「就活」に大きな変化が起こっている。
それは、経団連(日本経済団体連合会)が策定していた、いわゆる「就活ルール」が2021年卒生(現大学3年生、大学院1年生)から廃止されたためだ。今までは、「採用活動の指針」を定め、経団連が加盟企業に対して、「採用活動の解禁日」を設定していた。
具体的には、大学3年生の3月に説明会の実施や募集要項などの発表など「採用広報活動」を解禁し、4年生の6月から面接などの「採用選考活動」を解禁してもよいとしていた。このルールを加盟団体以外の企業や就職情報企業も基準にし、就活のスケジュールが決まっていた。
経団連の”就活ルール”が廃止
しかし、学生側に有利な売り手市場の状況が続く中、ルールを破り早い段階から採用活動を始める企業が続出。さらに、人材獲得競争の中で、優秀な学生が、ベンチャー企業や外資系企業に先に奪われてしまうという危機感が生まれていた。

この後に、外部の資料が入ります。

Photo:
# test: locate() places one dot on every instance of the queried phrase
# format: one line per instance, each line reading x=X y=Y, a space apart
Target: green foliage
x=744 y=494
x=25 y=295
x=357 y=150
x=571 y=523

そうした中、経団連の中西宏明会長が、2018年9月に「経団連が採用日程を采配することに違和感を覚える。現在の新卒一括採用についても問題意識を持っている」と発言。そして経団連は2020年卒生(現4年生)の採用をもって就活ルールの廃止を決めた。
2021年卒生(現3年生)からは、この日程を政府が引継ぎ、企業や業界団体に「要請」という形でルールを守るよう、求めている。
しかし、法的な拘束力はなく、罰則規定もない。そのため、企業の採用担当者からは「採用スケジュールはすでに形骸化している」という声が続出、早期に採用活動を行う企業が相次いでいる。
その舞台になっているのが、「インターンシップ」だ。大学の夏休みの時期に就業体験ができるインターンシップを企業が相次いで実施、早い段階から学生と接触する機会をつくっている。もはや、「就活は3年生の夏から」という状況となっており、すでに志望企業を探し始めている学生も多い。